The recent rulings of the Supreme Court have laid heavy emphasis on the lawfulness and limitations regarding “combinations” or collaborations between Indian advocates and foreign lawyers. While the BCI Regulations 2025 did create the concept of “Indian-foreign law firms”, hybrid entities where Indian advocates and foreign lawyers would work under one unified framework, the Court did not now go so far as to give clear, conclusive guidance as to the scope and nature of such partnerships.
The absence of any judicially definitive pronouncement leaves it uncertain whether foreign lawyers can meaningfully collaborate with Indian advocates, other than perhaps advising them on foreign or international law, without really infringing Section 29 of the Advocates Act. Section 33 limits the “practice of law” in India to Indian advocates, and Section 24(1)(a) bars foreign lawyers from practicing Indian law, including litigation, unless they are citizens of India. In that sense, the Court’s reaffirmation of this principle further strengthens the legal bar against foreign lawyers from occupying roles customarily reserved for Indian advocates.
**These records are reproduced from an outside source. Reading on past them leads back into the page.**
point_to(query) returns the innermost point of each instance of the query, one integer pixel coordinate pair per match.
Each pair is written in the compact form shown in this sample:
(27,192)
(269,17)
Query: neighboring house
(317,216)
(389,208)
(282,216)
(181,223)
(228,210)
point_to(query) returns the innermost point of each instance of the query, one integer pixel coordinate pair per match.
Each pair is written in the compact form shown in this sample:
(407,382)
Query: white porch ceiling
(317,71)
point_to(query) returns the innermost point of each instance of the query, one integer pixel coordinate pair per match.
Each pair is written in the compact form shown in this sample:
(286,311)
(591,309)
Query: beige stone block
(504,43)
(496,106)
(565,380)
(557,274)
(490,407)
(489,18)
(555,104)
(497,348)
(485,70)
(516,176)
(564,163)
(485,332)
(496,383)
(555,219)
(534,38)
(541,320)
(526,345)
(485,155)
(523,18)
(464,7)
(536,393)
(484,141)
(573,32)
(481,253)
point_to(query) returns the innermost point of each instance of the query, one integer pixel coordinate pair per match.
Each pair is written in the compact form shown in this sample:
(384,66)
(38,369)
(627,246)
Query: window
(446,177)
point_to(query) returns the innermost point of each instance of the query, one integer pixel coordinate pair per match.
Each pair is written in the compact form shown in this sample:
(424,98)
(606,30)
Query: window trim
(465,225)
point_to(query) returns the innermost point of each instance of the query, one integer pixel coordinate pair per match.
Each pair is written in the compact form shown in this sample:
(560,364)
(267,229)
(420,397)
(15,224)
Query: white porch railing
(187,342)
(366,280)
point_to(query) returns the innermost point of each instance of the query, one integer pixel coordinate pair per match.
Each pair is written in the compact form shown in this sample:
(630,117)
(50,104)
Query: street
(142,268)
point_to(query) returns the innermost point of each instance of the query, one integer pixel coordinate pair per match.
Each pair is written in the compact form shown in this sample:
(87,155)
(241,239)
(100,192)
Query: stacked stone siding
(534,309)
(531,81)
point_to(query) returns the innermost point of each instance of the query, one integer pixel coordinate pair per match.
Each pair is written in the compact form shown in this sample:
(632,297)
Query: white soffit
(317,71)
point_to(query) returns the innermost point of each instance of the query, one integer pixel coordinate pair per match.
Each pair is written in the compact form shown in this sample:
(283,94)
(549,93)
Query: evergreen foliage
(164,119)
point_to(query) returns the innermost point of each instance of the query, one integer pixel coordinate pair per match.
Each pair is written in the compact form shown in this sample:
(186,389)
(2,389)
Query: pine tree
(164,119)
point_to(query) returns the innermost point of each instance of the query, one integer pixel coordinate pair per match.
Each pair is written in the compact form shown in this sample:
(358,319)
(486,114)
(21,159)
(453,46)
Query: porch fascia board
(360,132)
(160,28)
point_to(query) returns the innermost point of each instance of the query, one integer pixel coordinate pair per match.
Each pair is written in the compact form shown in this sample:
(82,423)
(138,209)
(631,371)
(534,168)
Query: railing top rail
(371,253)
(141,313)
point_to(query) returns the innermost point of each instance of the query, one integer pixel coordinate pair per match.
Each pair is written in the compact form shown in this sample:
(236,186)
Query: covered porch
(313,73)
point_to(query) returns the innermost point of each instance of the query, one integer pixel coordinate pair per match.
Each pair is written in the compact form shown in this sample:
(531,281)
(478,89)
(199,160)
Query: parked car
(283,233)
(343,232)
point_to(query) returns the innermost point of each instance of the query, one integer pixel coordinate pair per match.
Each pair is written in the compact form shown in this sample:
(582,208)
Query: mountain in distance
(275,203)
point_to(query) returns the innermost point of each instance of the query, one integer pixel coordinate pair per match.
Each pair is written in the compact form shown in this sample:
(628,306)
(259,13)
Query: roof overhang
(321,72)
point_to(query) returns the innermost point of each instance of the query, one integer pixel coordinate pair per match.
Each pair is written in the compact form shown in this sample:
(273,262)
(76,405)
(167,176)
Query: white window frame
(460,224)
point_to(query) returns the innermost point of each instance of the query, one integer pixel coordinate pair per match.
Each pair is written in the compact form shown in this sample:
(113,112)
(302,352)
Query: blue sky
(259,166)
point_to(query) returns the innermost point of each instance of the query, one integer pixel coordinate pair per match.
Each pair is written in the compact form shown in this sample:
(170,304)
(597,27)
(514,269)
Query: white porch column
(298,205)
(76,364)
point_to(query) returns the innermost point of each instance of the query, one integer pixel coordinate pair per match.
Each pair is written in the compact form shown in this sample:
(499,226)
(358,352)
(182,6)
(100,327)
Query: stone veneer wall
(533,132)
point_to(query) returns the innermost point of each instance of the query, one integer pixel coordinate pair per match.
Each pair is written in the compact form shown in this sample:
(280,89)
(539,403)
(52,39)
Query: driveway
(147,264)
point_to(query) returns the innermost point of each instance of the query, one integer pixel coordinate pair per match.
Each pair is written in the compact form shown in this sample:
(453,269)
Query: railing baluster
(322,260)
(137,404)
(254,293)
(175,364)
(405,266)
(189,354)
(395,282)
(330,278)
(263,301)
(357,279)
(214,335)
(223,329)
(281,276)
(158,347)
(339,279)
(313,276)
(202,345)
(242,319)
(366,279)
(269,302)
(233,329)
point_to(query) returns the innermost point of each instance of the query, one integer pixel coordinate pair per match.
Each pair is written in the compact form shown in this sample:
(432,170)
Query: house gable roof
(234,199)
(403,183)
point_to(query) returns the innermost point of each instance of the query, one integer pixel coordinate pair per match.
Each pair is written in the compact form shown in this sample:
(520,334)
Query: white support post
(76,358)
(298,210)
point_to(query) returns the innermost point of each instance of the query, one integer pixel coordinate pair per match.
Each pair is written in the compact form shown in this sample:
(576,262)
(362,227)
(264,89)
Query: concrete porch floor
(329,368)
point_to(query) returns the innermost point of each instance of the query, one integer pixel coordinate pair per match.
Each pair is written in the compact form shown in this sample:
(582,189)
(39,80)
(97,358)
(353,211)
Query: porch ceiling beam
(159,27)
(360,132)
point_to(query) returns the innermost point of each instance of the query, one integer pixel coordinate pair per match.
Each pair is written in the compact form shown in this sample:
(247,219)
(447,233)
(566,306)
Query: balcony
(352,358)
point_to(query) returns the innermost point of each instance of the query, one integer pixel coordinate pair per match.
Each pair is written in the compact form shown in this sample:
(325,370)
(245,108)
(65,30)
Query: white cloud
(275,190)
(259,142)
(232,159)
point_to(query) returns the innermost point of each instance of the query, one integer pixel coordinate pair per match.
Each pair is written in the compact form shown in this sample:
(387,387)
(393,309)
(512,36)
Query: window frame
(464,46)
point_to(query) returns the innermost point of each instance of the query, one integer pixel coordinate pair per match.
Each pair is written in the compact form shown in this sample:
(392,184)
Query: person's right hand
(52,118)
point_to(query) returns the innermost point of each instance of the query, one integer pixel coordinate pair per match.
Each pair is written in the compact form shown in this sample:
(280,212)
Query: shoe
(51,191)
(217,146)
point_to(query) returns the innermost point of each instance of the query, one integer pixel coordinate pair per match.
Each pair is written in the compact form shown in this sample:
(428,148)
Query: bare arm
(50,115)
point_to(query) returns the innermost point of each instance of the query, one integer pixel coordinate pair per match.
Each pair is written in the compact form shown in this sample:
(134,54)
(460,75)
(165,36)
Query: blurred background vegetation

Another key judicial concern relates to foreign lawyers practicing in the realm of international commercial arbitration in India. The Supreme Court had expressly stated that legal counsel appearing therein must be subjected to the ethical and professional conduct rules of India. Since foreign lawyers do not come within the purview of the ethical regime under the Advocates Act, their role was limited to non-litigious advice only in foreign or international law. Thus, Indian parties are protected, and uniform standards of professional conduct are maintained in arbitration proceedings.
Controlled Fly-In, Fly-Out Access: Limited but Not Absolute
The Supreme Court recognized the practical need for foreign lawyers to interact with Indian clients under the fly-in, fly-out model, but specified it to be a limited privilege. Foreign lawyers may only make temporary and casual visits to India, avoiding any sort of becoming a regular or permanent presence, which could have gone against the unauthorized practice limitations. The BCI’s 60-day limit for an advisory visit indeed goes with this line of thinking, even though the Court declined to set strict rules on what does or does not constitute a casual visit, thereby allowing some leeway in interpretation and enforcement.
Collaborative Practice Models: An Unresolved Puzzle
Presently, a legal debate in the country revolves around how far an Indian advocate may consort with a foreign lawyer. While the establishment of Indian-foreign law firms by the BCI has given rise to a dual practice structure, where Indian lawyers continue to practice Indian law while advising on foreign law matters, the Supreme Court has yet to lay down in clear terms how these bodies should operate in practice, especially in issues of liability, ethics, and management structure.
This grey area creates a lot of operational issues for firms aiming at creating truly seamless cross-border legal services and raises doubts on whether the arrangements comply with Indian laws disallowing foreign legal practice. Until guidelines are promulgated, the entities have to tread cautiously through this grey area.
Reciprocity as a Regulatory Safeguard
Reciprocity is a fundamental principle governing the regulation of foreign lawyers in India. According to Supreme Court rulings, practice rights must be granted only if there is an equivalent access granted to Indian lawyers abroad, thereby safeguarding the interests of domestic legal professionals in India, while carefully permitting some foreign participation in the Indian legal market.
Conclusion
Supreme Court decisions confirm the BCI’s regulatory framework for 2025, under which foreign lawyers are excluded from all but advisory roles in foreign and international law, physical presence in India is barred, and an ethics code overrides arbitration. However, the legality of, and inner workings of, those so-called “combinations” between Indian advocates and foreign lawyers remain, for the most part, undefined, leaving an important hole in the regulatory maze.
This needs to be resolved in order to put clear, workable models of collaboration into place that both marry with Indian legal requirements and allow for proper rendition of cross-border legal services. The very change in the frame speaks for India’s attempts to carve a niche for itself as a legal hub of global standards without trampling on the domestic legal profession’s exclusivity and integrity.